Hart Ailsa, Panaccione Remo, Steinwurz Flavio, Danese Silvio, Hisamatsu Tadakazu, Cao Qian, Ritter Timothy, Seidler Ursula, Olurinde Mobolaji, Vetter Marion L, Yee Jacqueline, Yang Zijiang, Wang Yuhua, Johanns Jewel, Han Chenglong, Sahoo Aparna, Terry Natalie A, Sands Bruce E, D'Haens Geert
London North-West University Healthcare NHS Trust, London, United Kingdom.
University of Calgary, Calgary, Alberta, Canada.
Gastroenterology. 2025 Aug;169(2):308-325. doi: 10.1053/j.gastro.2025.02.033. Epub 2025 Mar 18.
BACKGROUND & AIMS: Subcutaneous (SC) induction and maintenance with guselkumab was evaluated in adult participants with moderately to severely active Crohn's disease.

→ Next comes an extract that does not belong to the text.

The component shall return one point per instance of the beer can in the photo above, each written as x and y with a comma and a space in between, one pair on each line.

The Phase 3 double-blind, placebo-controlled, treat-through GRAVITI study randomized 347 participants 1:1:1 to guselkumab 400 mg SC every 4 weeks→100 mg SC every 8 weeks (n = 115), guselkumab 400 mg SC every 4 weeks→200 mg SC every 4 weeks (n = 115), or placebo (n = 117). Placebo participants meeting rescue criteria received guselkumab from week 16 onward. Co-primary endpoints were clinical remission at week 12 and endoscopic response at week 12. Additional multiplicity-controlled endpoints were Patient-Reported Outcome-2 remission (week 12), clinical response (week 12), clinical remission (week 24), clinical remission (week 48), and endoscopic response (week 48). Safety was assessed through week 48.
All multiplicity-controlled endpoints were met. At week 12, significantly greater proportions of participants receiving guselkumab 400 mg achieved clinical remission vs placebo (56.1% vs 21.4%; Δ = 34.9; P < .001), and endoscopic response vs placebo (41.3% vs 21.4%; Δ = 19.9; P < .001). At week 48, significantly greater proportions of participants in both guselkumab groups (100 mg SC every 8 weeks: 60.0%, Δ = 42.8; 200 mg SC every 4 weeks: 66.1%, Δ = 48.9) achieved clinical remission vs placebo (17.1%; P < .001 each) and endoscopic response (44.3%, Δ = 37.5; 51.3%, Δ = 44.6; vs placebo 6.8%; P < .001 each). Efficacy was observed in both bionaive participants and those with inadequate response or intolerance to biologics. Adverse event rates were not greater in guselkumab groups vs placebo.
Subcutaneous guselkumab for both induction and maintenance was efficacious in treating participants with moderately to severely active Crohn's disease. Safety findings were consistent with those of guselkumab in approved indications, including ulcerative colitis. (ClinicalTrials.gov, Number: NCT05197049.).
在中度至重度活动性克罗恩病成年参与者中评估了古塞库单抗的皮下诱导和维持治疗效果。
3期双盲、安慰剂对照、全程治疗的GRAVITI研究将347名参与者按1:1:1随机分为三组,分别接受每4周皮下注射400mg古塞库单抗→每8周皮下注射100mg(n = 115)、每4周皮下注射400mg古塞库单抗→每4周皮下注射200mg(n = 115)或安慰剂(n = 117)。符合救援标准的安慰剂组参与者从第16周起接受古塞库单抗治疗。共同主要终点为第12周的临床缓解和第12周的内镜反应。其他多重控制终点为患者报告结局-2缓解(第12周)、临床反应(第12周)、临床缓解(第24周)、临床缓解(第48周)和内镜反应(第48周)。安全性评估至第48周。
所有多重控制终点均达到。在第12周时,接受400mg古塞库单抗治疗的参与者实现临床缓解的比例显著高于安慰剂组(56.1%对21.4%;差异=34.9;P<.001),实现内镜反应的比例也高于安慰剂组(41.3%对21.4%;差异=19.9;P<.001)。在第48周时,两个古塞库单抗组的参与者实现临床缓解的比例均显著高于安慰剂组(每8周皮下注射100mg:60.0%,差异=42.8;每4周皮下注射200mg:66.1%,差异=48.9)(安慰剂组为17.1%;每组P<.001),实现内镜反应的比例也更高(44.3%,差异=37.5;51.3%,差异=44.6;安慰剂组为6.8%;每组P<.001)。在初治参与者以及对生物制剂反应不足或不耐受的参与者中均观察到了疗效。古塞库单抗组的不良事件发生率不高于安慰剂组。
皮下注射古塞库单抗用于诱导和维持治疗对中度至重度活动性克罗恩病参与者有效。安全性结果与古塞库单抗在包括溃疡性结肠炎在内的已批准适应症中的结果一致。(ClinicalTrials.gov编号:NCT05197049。)